No. You should not feel pressured to have intercourse until you are ready. You can prevent your vagina from getting smaller by using the largest size dilator or a vibrator just once a week for 15-20 minutes. When you are having intercourse or other kinds of vaginal penetration on a regular basis (1 or more times a week), you don’t have to use the dilator anymore.
What might keep me from having an orgasm?
Orgasm is the result of sexual stimulation that is a combination of emotional, psychological and physical pleasure. There are many reasons why women may not experience orgasm at any given time, but none that are directly related to having MRKH. Experiencing orgasm is a very individual process and involves getting to know your body and its responses every time you are stimulated. There are many distractions that prevent women from having an orgasm (climaxing or coming), such as being tired, having negative feelings about your body, ambivalence about your partner, or just not being “into it”, etc. Many women find that the process of stimulation is as exciting as the orgasm itself. Your sexuality and responses will evolve throughout your life time.

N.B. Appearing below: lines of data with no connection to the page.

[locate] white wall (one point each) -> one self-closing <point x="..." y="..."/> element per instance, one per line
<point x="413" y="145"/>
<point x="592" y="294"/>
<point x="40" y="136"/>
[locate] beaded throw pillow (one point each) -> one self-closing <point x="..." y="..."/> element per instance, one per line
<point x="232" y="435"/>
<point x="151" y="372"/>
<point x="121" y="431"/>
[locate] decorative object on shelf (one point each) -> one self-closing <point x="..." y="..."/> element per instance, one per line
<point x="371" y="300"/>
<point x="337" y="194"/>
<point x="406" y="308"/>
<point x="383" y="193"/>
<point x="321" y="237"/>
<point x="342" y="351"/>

There are different things that can help:
- Talk about any concerns you might have with your partner: communication is the most powerful form of intimacy!
- Use a lubricant such as K–Y jelly.
- Learn how to tense and relax your pelvic muscles, also called Kegel exercises. These muscles contract during orgasm.

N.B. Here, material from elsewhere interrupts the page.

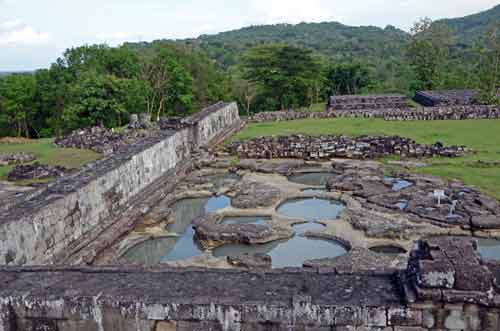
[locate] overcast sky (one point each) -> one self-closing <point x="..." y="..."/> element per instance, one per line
<point x="33" y="33"/>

- Learn what kind of stimulation arouses you and how to enjoy your body and share this information with your partner.
- Talk to your GYN team if you have any questions or concerns.
How can I tell if I need to talk with a counselor?
Becoming overwhelmed or distressed by a situation is very common for everyone at some point or another. Sometimes symptoms of depression or anxiety feel unmanageable and, in that case, counseling may be helpful for addressing these symptoms. There are different kinds of therapists (clinical social workers, psychologists, mental health counselors, etc.) as well as therapies (cognitive behavioral, psychodynamic, mindfulness based, etc.) but the goal is the same: to help you manage your life and issues with more ease. If you find yourself beginning to be overwhelmed or concerned about something, the sooner you seek help the better. You can ask your primary care doctor or nurse, or your gynecologist for a referral, or seek help through your school counseling center (if you are in college) or a friend, family or clergy. If you ever have thoughts of self–harm, contact a trusted friend or family member immediately and go to the closest emergency room to ensure your safety.